Erdoğan iktidara geldiği 2002 yılında bir önceki seçimde siyasi enkaz olarak çıkıp barajı bile aşamayan bir halde ki CHP’le iktidara geldi ve bugüne kadar hep beraber yürüdü.

Kendi partisi bugüne kadar ki tüm seçimlerde iktidar olurken CHP de bugüne kadar her zaman ana muhalefet oldu.

Bu da bana Akp ve CHP arasında olan garip bir aşk hikayesi gibi geliyor.

Bu aşkta aşıklar hiçbir zaman kavuşamaz ama hiçbir zaman da birbirlerini sevmekten de vazgeçmezler!

Aşıklar (AKP ve CHP ) bir dargın bir barışık ilişkilerini sürdürür gibi bugüne kadar ilişkiyi sürüklediler .

Aslında ilişkilerinde şiddetli kavgaları da olmadı değil tam ayrıldılar bu sefer bu iş bitti dediğimiz çok oldu ama sonra ne olduysa aşıklar tekrar kavuştu biz ise ikisinin arasında kalıp “sana da aslında çok yanlışlar yapıldı!” diyen tabi sonra bu barışa şaşıran aracı arkadaşlar gibi baktık.

Bu aşkta bazen bazılarımız bu iki zıt kutup nasıl bir birine aşık olur diye düşünmedi de değil.Ama onlar hiçbir zaman zıt kutup olmadılar.

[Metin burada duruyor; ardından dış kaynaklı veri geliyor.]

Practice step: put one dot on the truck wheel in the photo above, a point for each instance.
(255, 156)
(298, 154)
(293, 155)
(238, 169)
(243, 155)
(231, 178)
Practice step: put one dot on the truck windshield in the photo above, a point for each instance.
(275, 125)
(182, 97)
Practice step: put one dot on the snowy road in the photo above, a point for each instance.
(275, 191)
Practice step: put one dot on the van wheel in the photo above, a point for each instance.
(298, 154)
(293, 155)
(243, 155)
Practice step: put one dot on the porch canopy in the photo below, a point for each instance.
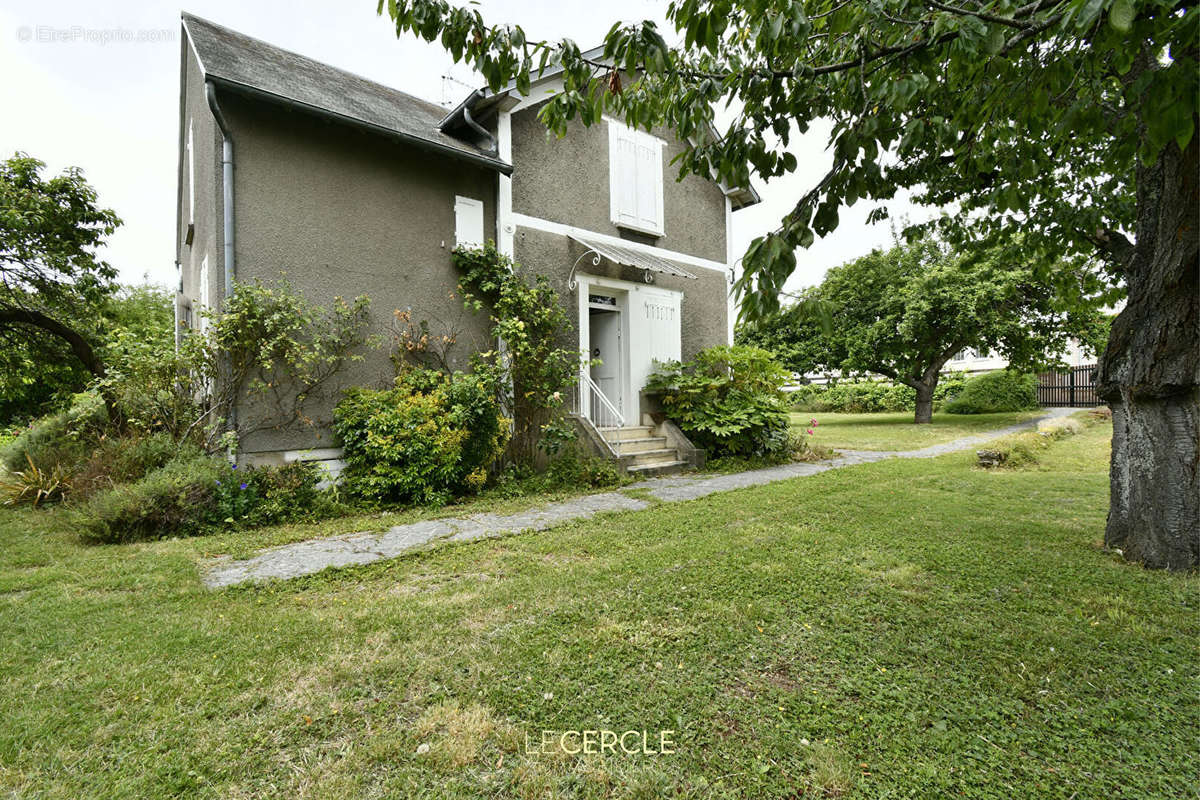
(629, 257)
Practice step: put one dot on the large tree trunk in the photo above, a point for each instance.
(1151, 371)
(78, 344)
(924, 402)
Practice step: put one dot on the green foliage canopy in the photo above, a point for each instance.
(1037, 113)
(906, 311)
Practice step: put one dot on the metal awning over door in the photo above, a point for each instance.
(630, 257)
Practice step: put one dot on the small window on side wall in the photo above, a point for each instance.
(635, 179)
(468, 222)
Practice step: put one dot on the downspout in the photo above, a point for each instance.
(492, 146)
(231, 270)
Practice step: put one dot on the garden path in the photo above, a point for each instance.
(313, 555)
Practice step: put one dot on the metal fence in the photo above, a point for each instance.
(1073, 388)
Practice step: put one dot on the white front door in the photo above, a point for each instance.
(606, 353)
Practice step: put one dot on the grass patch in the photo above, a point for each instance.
(897, 431)
(930, 629)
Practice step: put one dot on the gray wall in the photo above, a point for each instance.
(207, 142)
(345, 212)
(705, 312)
(567, 180)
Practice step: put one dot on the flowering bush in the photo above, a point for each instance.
(727, 400)
(528, 317)
(431, 437)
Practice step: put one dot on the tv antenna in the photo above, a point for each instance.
(449, 94)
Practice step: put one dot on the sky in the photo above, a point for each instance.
(96, 86)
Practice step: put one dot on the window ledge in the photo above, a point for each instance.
(639, 229)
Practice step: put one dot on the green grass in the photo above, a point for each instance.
(898, 431)
(929, 629)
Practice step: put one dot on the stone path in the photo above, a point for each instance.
(317, 554)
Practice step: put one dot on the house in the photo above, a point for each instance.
(352, 187)
(972, 360)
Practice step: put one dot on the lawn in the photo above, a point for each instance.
(901, 629)
(898, 431)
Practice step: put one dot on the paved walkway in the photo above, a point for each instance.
(317, 554)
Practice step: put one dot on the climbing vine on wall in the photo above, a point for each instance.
(528, 322)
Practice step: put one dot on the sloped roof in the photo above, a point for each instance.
(483, 100)
(630, 257)
(252, 66)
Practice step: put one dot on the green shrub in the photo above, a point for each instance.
(195, 493)
(727, 400)
(34, 485)
(574, 470)
(425, 440)
(174, 500)
(996, 391)
(1024, 449)
(61, 439)
(867, 396)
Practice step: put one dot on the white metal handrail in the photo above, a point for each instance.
(592, 403)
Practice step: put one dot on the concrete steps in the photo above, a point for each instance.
(642, 452)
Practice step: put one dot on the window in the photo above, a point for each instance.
(635, 179)
(190, 235)
(203, 300)
(468, 222)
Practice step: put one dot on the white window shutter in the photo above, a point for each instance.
(468, 222)
(649, 182)
(191, 175)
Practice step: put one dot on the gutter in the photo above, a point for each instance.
(391, 133)
(231, 270)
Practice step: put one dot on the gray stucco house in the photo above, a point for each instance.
(353, 187)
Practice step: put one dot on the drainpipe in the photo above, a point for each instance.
(231, 271)
(492, 148)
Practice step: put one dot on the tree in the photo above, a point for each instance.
(1071, 121)
(53, 287)
(905, 312)
(39, 373)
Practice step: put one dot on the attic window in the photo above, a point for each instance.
(635, 179)
(468, 222)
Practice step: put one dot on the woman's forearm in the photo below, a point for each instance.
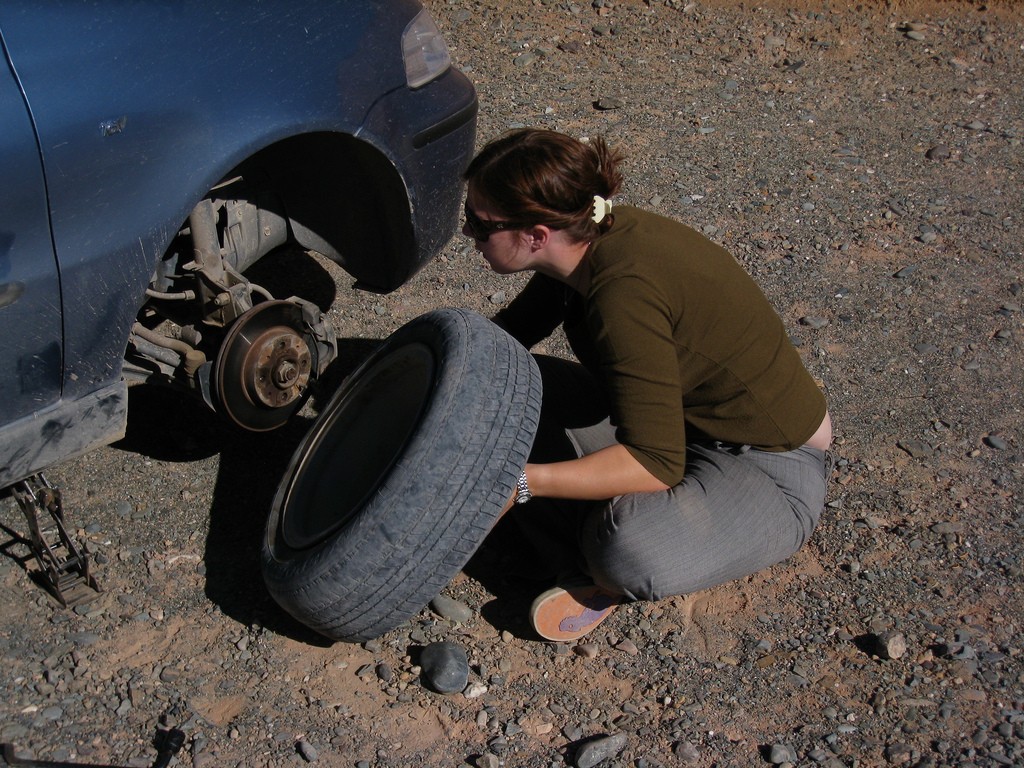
(606, 473)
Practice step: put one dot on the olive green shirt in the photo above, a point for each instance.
(685, 344)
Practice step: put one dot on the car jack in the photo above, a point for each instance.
(64, 565)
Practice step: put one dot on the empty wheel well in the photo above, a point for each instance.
(343, 198)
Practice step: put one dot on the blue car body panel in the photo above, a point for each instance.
(30, 293)
(141, 108)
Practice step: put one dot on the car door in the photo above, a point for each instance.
(31, 355)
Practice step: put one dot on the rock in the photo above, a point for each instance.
(781, 754)
(587, 650)
(994, 441)
(444, 667)
(606, 102)
(916, 449)
(452, 609)
(307, 751)
(898, 753)
(597, 751)
(890, 645)
(813, 323)
(686, 752)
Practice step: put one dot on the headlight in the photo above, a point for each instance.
(424, 50)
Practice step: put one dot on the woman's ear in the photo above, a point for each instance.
(539, 237)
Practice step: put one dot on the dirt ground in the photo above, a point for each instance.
(863, 162)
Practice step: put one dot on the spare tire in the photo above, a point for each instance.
(401, 476)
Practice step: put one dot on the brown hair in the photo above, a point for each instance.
(545, 177)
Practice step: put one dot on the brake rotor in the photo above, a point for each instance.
(263, 367)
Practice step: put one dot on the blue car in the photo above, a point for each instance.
(152, 152)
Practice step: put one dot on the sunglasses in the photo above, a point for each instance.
(483, 228)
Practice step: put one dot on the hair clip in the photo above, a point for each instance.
(602, 208)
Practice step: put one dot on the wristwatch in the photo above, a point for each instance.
(522, 494)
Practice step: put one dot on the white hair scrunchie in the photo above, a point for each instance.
(602, 208)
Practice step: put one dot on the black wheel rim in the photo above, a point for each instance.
(357, 440)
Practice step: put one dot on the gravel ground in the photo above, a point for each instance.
(864, 164)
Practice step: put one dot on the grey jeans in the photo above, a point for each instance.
(736, 511)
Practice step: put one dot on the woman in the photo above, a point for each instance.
(688, 445)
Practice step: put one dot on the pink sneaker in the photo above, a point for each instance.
(568, 612)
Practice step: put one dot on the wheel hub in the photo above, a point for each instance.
(264, 367)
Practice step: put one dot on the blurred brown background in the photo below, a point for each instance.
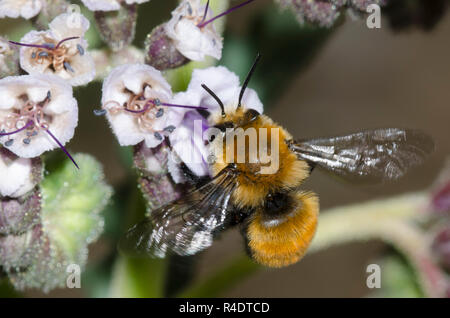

Huyları birbirine tıpa-tıp benzer bu ikilinin.

Biri siyasal islamin temsilcisi diğeri laikliğin bekçisi olsa da ikisi de bu terimleri istismar ederek geldiler bugünlere kadar …

Birinin başı sıkışsa diğeri hemen olaya müdahale edip sorunları çözdü.

İkisi de gücü eline alınca tek parti olmanın devlet olmak demek diye düşündüler.Ve bu devlet aracını diğer tüm muhalif kesimleri ezme aracı olarak gördüler.

Arada kavgalı olduklarında Erdoğan’dan çok dinledik eski aşkı CHP ‘nin ne kadar kötü olduğu, insanlara zulm ettiğini , camileri ahır yaptığını, gazeteleri baskı altına aldığını,muhalifleri ezdiğini kısacası (kendisinin de aynen yaptığı) eski sevgilisinin tüm kirli çamaşırlarını…

Bu garip bir aşk hikayesi bu aşkın meyvesi de sonsuz iktidar hemde her ikisi içinde.Biri devlet iktidarı diğeri muhalefet iktidarı her zaman kazanan onlar kaybedeni yok bu aşkın!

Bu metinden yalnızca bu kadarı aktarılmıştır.